E-Edition

Finding Myself in Horse Country

Columnist Randal B. Thatcher
Columnist Randal B. Thatcher

 

 

Finding myself in Horse Country

 

Randal B. Thatcher

Columnist

11-3-2016

 

Three years ago, on the day my wife and I closed on our lovely old pioneer home in Spring City, we were in for a surprise…

After signing contracts, and being handed keys, the sellers accompanied us to the property to offer parting pointers and advice.  As we strolled with them around our newly acquired hectare, listing to their instructions and admonitions, it gradually dawned on us that those three magnificently intimidating creatures grazing contentedly in the pastures, were now ours.  We had just become–suddenly, unexpectedly, and disconcertingly–horse owners!

And even though my grandfather had made his living as a horse-trader, and despite my wife having grown up in Mt. Pleasant, neither of us knew even the first thing about horses.

After the sellers drove away, leaving us alone with our three new, enormous charges, we stood on one side of the log-pole fence, looking with trepidation into their big, brown eyes, as they stood on the other side, looking fixedly back—all of us probably thinking the self-same thing: “How, exactly, is this going to work?”

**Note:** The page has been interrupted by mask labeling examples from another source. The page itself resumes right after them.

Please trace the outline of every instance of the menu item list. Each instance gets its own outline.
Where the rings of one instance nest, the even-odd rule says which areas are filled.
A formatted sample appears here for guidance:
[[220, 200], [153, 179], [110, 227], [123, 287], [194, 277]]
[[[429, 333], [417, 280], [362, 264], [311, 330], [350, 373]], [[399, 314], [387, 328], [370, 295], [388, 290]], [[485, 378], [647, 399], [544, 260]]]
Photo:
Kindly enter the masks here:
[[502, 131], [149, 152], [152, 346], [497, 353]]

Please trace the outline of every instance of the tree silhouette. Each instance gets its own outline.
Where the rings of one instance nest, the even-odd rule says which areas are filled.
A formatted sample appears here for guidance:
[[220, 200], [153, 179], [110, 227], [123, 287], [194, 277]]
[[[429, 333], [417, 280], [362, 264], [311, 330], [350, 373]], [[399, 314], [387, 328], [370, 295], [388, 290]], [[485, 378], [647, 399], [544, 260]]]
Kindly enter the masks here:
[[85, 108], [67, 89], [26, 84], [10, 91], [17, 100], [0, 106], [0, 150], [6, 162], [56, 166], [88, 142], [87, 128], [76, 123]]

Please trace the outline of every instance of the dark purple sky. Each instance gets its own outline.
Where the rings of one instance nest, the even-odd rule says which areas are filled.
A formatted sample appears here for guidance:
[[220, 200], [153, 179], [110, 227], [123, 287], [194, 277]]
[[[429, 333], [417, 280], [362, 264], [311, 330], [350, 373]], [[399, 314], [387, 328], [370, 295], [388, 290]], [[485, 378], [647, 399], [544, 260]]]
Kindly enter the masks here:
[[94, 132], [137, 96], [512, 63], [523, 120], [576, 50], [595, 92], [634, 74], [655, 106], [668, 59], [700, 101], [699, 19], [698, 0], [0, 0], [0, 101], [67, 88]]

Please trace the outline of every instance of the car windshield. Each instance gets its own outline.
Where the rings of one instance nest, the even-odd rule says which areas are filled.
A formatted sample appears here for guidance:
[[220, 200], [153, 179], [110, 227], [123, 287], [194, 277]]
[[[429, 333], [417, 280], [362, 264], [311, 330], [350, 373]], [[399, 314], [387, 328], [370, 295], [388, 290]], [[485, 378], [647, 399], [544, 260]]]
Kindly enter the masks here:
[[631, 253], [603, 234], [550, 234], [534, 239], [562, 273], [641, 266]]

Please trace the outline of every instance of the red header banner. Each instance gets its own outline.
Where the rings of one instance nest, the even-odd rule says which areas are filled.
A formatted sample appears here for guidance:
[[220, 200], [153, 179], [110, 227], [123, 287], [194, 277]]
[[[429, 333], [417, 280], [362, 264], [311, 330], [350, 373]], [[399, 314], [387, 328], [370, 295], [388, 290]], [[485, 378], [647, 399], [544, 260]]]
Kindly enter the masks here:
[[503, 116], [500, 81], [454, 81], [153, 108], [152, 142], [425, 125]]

During the ensuing days and weeks, we tried to convince ourselves that we could become horse-people.  We curried them, and patted their foreheads.  We tossed hay (too much) into their feeding barn every morning, and kept their water-trough filled.  We fed them apples (too many) from our trees every afternoon, and spoke soothing and encouraging words (my wife even sang) to them daily.

After six months, however, we arrived at the sobering realization that our three horses had become nothing more than very large pets.  (And growing ever larger by our overfeeding and never riding them.)

Seeking advice from horse-savvy neighbors, we concluded that we must either start riding them regularly (something we’d failed to do even once since we’d unwittingly acquired them), or sell them to someone who would.

We eventually donated them to Wasatch Academy’s equestrian program, where they’d be stabled comfortably in indoor stalls at the newly built ConToy Arena facility, and ridden daily.

And, while our pastures seemed forlornly empty for weeks after they left, we took comfort in the knowledge that our sacrifice of watching them prance majestically around our pastures each day, had afforded them a better, healthier, and more purposeful existence.

I went to ConToy just the other day to visit them (as if they cared, or even remembered), and was lucky enough to be there during a barrel-racing competition.

I met three of the younger competitors, Skylee, Katie, and Lyndzee (ages 6, 8, and 12), as they sat proudly astride their horses, Jack, Dixie, and Bridger.  These gals had all been riding since the age of three, and clearly loved it.

I watched as they coaxed and goaded their horses deftly and skillfully around those three barrels.  Even at six-years old, young Skylee was already a serious contender, and raced with a determined relish.

I asked Katie whether she ever got nervous before a race, and she said that she “used to get nervous, but got over the fear of it.”

Lyndzee smiled broadly when I asked her why she liked to compete with her horse Bridger in the barrel-race: “Because I get to go really fast!”  And she did go “really fast” in both her races that night.

I spoke with Bud, a longtime horse owner and former competitor, who’s teaching his three grandkids (ages 4, 6, and 9) to ride and compete.  Bud stopped competing (mostly roping) 10 years ago, but now gets the same thrill teaching and cheering on his grandkids.

It was fun and exhilarating to be in the midst of so many ardent horse-people.  The love they all had for their horses was obvious, as was the joy they felt while riding them.  And I felt a twinge of envy.  Perhaps, given time and training, I might’ve become a horse-person myself.

But in the very act of pondering what might have been, I heard a collective gasp from the crowd as a teenage girl fell from her horse.  Then I looked on in stunned amazement as she jumped immediately up, climbed right back onto the back of her horse, and finished the race.

And in that moment the dream died for good.  “Nope,” I thought, with a wistful resignation.  “I am simply not that person.”